Then I’ll describe the course itself. What are the key aspects of the course? We use multi-semester projects so that students have the experience of joining a project in the middle. We build non-mission-critical software for local nonprofits, software they’d like to have, but can’t afford and that won’t damage their work if the students fail to produce it in a timely manner. We use alumni as remote mentors for the course. All three aspects help the students build soft skills; they learn to work as a team, they learn to work with non-technical clients, they learn to work with remote partners (or managers), and they learn to think about their successors.

We’ve also decoupled the content from the project, which allows students to return to projects in subsequent semesters [17]. Returning to a project allows a student to develop leadership skills and potentially provides other students with a useful resource.

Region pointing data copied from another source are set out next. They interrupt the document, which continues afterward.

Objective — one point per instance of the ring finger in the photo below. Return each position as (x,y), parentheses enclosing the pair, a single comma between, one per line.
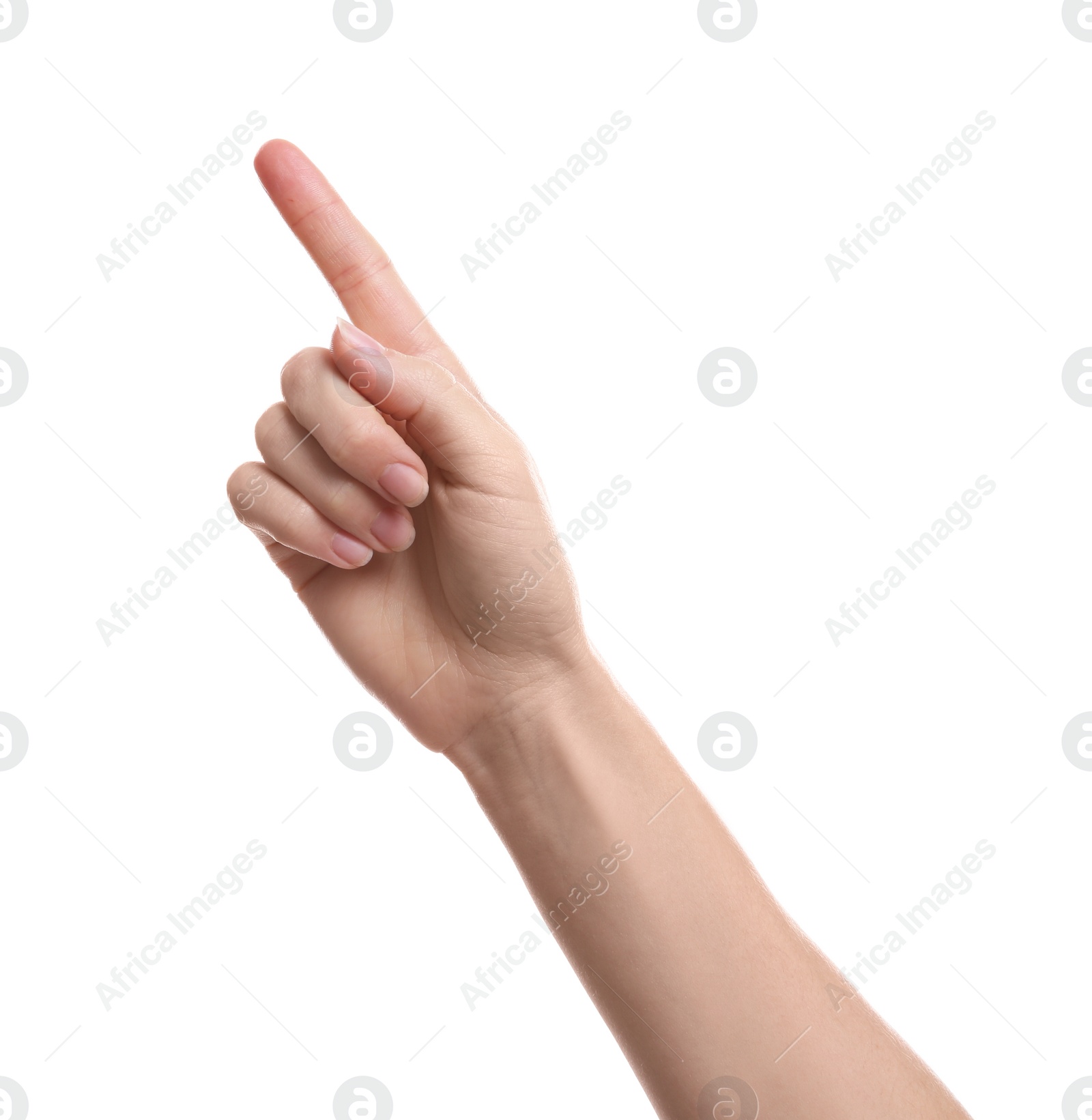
(293,453)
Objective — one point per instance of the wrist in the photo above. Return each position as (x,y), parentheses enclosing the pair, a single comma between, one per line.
(536,719)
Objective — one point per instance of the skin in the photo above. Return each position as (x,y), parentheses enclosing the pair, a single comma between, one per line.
(457,609)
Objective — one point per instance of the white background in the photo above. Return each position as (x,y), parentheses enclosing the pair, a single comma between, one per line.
(904,382)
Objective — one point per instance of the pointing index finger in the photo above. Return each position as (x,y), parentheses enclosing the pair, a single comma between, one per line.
(349,258)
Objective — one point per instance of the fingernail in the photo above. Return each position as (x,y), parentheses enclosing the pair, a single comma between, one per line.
(405,484)
(394,530)
(356,340)
(351,550)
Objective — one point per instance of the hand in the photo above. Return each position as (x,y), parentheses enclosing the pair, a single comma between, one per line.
(470,592)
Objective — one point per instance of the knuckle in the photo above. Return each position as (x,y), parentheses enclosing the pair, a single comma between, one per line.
(352,447)
(343,501)
(269,422)
(246,483)
(300,370)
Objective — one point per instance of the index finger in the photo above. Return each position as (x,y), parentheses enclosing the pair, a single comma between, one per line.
(349,258)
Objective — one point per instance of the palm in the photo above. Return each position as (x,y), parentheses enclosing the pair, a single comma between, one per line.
(412,627)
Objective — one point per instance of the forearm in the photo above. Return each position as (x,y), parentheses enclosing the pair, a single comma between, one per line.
(692,964)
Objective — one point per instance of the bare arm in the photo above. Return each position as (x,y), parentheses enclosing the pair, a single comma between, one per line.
(414,529)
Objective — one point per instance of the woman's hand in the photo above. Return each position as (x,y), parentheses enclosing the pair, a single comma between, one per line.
(405,511)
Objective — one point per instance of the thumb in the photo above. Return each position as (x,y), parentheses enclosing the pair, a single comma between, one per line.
(461,433)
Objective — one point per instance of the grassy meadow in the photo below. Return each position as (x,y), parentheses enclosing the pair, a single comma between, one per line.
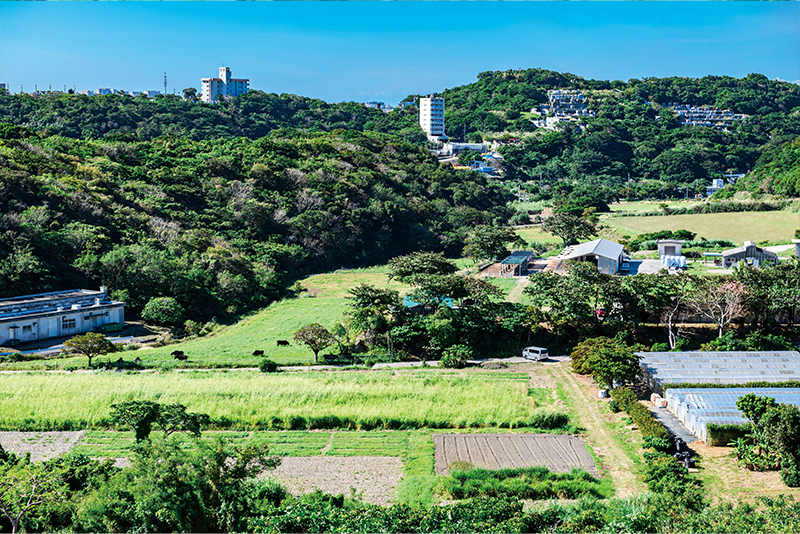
(322,301)
(249,400)
(775,226)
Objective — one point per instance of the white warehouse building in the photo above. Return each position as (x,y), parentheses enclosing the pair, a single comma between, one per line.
(224,85)
(61,313)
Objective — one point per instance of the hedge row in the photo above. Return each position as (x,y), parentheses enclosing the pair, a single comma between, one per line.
(722,435)
(649,426)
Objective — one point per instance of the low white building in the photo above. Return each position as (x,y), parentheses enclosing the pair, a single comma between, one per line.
(224,85)
(61,313)
(605,254)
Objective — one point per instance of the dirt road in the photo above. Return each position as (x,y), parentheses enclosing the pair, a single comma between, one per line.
(613,459)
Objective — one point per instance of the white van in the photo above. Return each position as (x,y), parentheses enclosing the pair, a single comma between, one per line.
(534,353)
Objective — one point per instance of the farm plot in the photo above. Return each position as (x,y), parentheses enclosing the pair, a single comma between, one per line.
(558,453)
(374,478)
(41,445)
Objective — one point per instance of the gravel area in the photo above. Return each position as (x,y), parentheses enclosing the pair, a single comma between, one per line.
(41,445)
(374,477)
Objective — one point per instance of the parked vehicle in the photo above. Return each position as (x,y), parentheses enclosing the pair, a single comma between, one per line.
(534,353)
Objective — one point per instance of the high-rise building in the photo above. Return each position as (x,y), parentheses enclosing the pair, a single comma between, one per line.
(224,85)
(431,117)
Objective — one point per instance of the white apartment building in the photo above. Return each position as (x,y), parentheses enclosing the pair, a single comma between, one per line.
(224,85)
(431,117)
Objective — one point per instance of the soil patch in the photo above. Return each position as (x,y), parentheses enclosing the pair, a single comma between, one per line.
(375,478)
(558,453)
(41,445)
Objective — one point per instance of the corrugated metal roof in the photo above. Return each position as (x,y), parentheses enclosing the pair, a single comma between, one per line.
(598,247)
(517,257)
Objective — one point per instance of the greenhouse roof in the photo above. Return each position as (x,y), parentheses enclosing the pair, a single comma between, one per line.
(697,407)
(721,368)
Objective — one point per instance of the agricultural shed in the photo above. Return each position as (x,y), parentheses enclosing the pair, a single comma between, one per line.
(750,254)
(60,313)
(605,254)
(723,368)
(516,264)
(697,407)
(669,247)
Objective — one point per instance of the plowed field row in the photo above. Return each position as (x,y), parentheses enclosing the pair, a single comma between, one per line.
(495,451)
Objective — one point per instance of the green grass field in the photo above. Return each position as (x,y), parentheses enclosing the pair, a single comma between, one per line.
(650,205)
(737,227)
(233,346)
(249,400)
(534,233)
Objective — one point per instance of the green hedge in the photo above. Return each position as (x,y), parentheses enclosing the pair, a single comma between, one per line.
(722,435)
(648,425)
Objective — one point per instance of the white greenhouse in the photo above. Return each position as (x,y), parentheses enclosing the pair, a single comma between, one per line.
(719,368)
(697,407)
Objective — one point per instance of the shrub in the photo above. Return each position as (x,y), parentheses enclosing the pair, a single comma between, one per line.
(455,357)
(163,311)
(268,366)
(640,415)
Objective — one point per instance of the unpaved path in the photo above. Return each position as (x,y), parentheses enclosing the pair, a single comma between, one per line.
(516,293)
(612,458)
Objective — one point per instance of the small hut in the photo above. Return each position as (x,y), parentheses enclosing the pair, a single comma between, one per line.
(750,254)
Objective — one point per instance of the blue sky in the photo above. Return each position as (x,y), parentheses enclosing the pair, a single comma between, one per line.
(386,50)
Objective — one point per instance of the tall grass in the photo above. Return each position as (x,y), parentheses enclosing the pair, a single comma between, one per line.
(251,400)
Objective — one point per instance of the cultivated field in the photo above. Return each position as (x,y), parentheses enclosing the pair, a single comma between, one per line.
(495,451)
(286,401)
(775,226)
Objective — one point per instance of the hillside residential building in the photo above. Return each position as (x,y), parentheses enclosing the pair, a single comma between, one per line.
(431,117)
(605,254)
(62,313)
(750,254)
(224,85)
(690,115)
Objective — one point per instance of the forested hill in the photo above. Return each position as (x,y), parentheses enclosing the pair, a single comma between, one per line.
(633,147)
(222,224)
(500,99)
(252,115)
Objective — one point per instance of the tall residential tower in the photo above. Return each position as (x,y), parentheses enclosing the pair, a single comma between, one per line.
(431,117)
(224,85)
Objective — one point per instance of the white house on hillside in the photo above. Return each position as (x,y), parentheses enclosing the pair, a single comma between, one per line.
(224,85)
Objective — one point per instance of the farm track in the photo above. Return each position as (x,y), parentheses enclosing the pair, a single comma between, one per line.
(496,451)
(613,459)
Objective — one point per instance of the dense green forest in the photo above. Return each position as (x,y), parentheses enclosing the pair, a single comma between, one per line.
(252,115)
(228,202)
(633,148)
(222,224)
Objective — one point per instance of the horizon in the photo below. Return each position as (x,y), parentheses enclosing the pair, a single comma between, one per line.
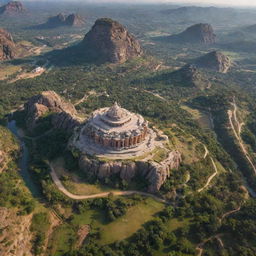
(226,3)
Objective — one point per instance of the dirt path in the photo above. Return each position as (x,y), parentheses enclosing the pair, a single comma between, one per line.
(233,114)
(60,186)
(229,213)
(210,178)
(200,246)
(237,134)
(206,151)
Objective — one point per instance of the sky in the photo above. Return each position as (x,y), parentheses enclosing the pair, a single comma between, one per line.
(206,2)
(198,2)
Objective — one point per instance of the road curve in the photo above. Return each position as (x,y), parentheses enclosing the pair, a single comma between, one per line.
(60,186)
(210,178)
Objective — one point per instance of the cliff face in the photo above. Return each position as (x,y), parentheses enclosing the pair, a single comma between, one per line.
(198,33)
(64,20)
(154,173)
(50,102)
(13,7)
(7,46)
(75,20)
(109,41)
(215,61)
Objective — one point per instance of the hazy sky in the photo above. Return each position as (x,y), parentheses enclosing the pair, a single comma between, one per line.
(206,2)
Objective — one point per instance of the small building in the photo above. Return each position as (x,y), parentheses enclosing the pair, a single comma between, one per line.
(116,128)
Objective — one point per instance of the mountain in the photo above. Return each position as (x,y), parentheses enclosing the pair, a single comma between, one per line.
(109,41)
(62,113)
(215,61)
(7,46)
(251,28)
(198,33)
(13,7)
(64,20)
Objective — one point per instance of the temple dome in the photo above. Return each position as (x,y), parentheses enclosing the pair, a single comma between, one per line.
(116,113)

We’ve now taught the course for four years and have a variety of war stories to share, from uncooperative IT departments to inadvertent data leaks to newspaper articles [18]. I should probably include something about those lessons in the last paragraph.

So I guess it will follow something like my standard model. I really should challenge myself to write differently. But not tonight.

There are a wide variety of approaches to the undergraduate software design or software engineering course. Some courses focus on formal methods. Others explore methodologies and core design issues. And, while most include a project, the project can vary from the central focus of the course, the part that all other learning hangs on, to something that is useful, but secondary to the primary learning in the course.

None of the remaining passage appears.